Przyczyny i przeciwdziałanie agresji

Według teorii Freuda skłonność do agresji tkwi potencjonalnie w każdym organizmie, a frustracja sprzyja jej ujawnieniu. Frustrację może powodować m.in. gniew, cierpienie. Ponadto zdaniem badaczy, m.in. amerykańskiego psychologa Johna Dollarda, blokada zaspokojenia potrzeby wyzwala agresję. W praktyce ochrony zdrowia przejawia się to często tak, że pacjent ma potrzebę uzyskania konkretnego świadczenia zdrowotnego, której nie może z różnych względów (zarówno obiektywnych, jak i subiektywnych) zaspokoić, np. uzyskać porady specjalisty w danym dniu lub skierowania na badanie. Z tego powodu staje się agresywny wobec personelu medycznego.

Kolejna popularna teoria to teoria prowokacji i odwetu. Jej autorzy uważają, że gdy spotykamy się z agresywnym zachowaniem, budzi się w nas pragnienie odwetu. W praktyce agresja pacjenta, np. jego krzyk, staje się reakcją na zachowanie lekarza, który uprzednio krzyczał na pacjenta.

Powszechnie przyjmuje się istnienie dwóch sposobów walki z zachowaniami agresywnymi, tj. rozładowanie napięcia oraz karanie. Karanie agresji to najczęściej stosowany sposób zmniejszający to zjawisko. Ponadto należy tworzyć środowisko fizyczne i społeczne ograniczające możliwość agresywnego zachowania (np. brak natłoku pacjentów, zapisy na godziny, dokładne informacje o udzielanych świadczeniach).

Agresja fizyczna wobec personelu medycznego może spowodować konsekwencje prawne dla agresora. Agresor może zostać pociągnięty do odpowiedzialności prawnej, zarówno karnej, jak i cywilnej.
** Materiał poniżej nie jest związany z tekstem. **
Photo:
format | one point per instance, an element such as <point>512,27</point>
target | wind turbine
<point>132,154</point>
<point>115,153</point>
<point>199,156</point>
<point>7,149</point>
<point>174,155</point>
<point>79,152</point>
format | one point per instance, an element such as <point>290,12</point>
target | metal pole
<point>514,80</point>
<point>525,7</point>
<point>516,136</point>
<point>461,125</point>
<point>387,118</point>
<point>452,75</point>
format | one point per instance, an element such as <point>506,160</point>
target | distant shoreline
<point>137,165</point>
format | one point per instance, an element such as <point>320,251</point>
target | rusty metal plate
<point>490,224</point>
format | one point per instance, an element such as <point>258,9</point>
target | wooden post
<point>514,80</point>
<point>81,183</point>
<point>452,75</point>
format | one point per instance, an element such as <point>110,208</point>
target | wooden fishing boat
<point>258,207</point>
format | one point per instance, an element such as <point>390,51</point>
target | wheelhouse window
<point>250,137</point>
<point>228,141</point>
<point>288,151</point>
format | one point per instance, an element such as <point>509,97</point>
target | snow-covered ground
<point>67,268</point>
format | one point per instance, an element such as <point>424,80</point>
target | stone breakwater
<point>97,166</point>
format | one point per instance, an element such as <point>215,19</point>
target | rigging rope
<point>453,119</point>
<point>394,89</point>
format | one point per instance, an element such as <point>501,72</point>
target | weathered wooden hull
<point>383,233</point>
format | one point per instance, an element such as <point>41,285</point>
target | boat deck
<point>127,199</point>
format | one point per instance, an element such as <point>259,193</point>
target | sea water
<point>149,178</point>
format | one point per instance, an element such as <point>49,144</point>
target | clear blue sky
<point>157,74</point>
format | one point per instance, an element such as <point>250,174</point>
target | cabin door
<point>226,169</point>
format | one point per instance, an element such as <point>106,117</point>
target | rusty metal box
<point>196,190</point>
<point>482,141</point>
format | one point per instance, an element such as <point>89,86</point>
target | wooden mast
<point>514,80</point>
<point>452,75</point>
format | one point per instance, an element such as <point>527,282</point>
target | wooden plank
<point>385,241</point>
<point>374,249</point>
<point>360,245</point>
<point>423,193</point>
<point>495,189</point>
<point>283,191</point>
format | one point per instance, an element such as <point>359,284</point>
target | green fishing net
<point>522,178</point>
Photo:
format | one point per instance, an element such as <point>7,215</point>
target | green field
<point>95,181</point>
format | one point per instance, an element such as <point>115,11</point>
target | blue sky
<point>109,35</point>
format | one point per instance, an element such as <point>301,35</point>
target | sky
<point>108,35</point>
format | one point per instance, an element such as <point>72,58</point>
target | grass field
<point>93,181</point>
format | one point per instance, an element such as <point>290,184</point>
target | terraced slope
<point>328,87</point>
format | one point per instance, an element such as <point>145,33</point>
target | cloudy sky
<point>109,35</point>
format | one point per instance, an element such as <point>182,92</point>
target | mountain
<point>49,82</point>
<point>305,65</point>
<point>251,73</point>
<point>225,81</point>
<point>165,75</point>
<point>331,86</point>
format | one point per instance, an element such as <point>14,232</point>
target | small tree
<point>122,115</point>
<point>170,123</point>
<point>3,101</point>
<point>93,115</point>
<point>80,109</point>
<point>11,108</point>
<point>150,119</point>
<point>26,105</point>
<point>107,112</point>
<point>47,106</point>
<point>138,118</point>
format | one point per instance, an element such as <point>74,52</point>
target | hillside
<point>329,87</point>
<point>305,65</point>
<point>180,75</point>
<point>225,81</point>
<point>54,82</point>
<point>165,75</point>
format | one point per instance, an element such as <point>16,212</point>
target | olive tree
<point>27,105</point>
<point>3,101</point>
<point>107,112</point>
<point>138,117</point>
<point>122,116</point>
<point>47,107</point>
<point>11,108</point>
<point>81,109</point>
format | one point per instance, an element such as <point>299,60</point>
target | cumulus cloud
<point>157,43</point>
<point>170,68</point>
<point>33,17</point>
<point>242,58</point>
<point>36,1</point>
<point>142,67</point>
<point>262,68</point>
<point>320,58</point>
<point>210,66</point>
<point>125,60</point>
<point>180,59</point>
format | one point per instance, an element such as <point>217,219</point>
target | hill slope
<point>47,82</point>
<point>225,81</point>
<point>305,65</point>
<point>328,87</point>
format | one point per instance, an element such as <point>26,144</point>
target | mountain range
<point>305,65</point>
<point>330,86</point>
Jak zapobiegać aktom przemocy wobec lekarzy? W USA i w krajach Europy Zachodniej w placówkach ochrony zdrowia montuje się kamery, zatrudnia więcej pracowników ochrony i prowadzi szkolenia dla personelu (szczególnie psychologiczne, ale też z samoobrony), jak radzić sobie w sytuacjach zagrożenia. Te rozwiązania wprowadza coraz więcej pracodawców. Ponadto należy prowadzić w placówkach ochrony zdrowia rejestry zdarzeń, a także ustalić i wdrożyć strategię prewencji w organizacji oraz procedury postępowania z agresywnymi pacjentami. Przede wszystkim należy zacząć od opracowania w podmiotach leczniczych procedur prewencji i działania wobec agresywnych pacjentów a jednocześnie szkolić personel medyczny.

Agresja fizyczna jako przestępstwo

Agresor może być sprawcą przestępstwa i jako taki ponosić odpowiedzialność karną. Odpowiedzialność karna to odpowiedzialność sprawcy czynu zabronionego pod groźbą kary przez ustawę obowiązującą w czasie jego popełnienia. Przestępstwo jest to zawiniony czyn (tj. działanie lub zaniechanie człowieka), który jest społecznie szkodliwy i zabroniony pod groźbą kary przez ustawę obowiązującą w czasie jego popełnienia. Czynem zabronionym jest zachowanie o znamionach określonych w ustawie karnej (czyli Kodeksie karnym z 1997 roku). Na zasadach określonych w Kodeksie karnym odpowiada ten, kto popełnia czyn zabroniony generalnie po ukończeniu 17 lat.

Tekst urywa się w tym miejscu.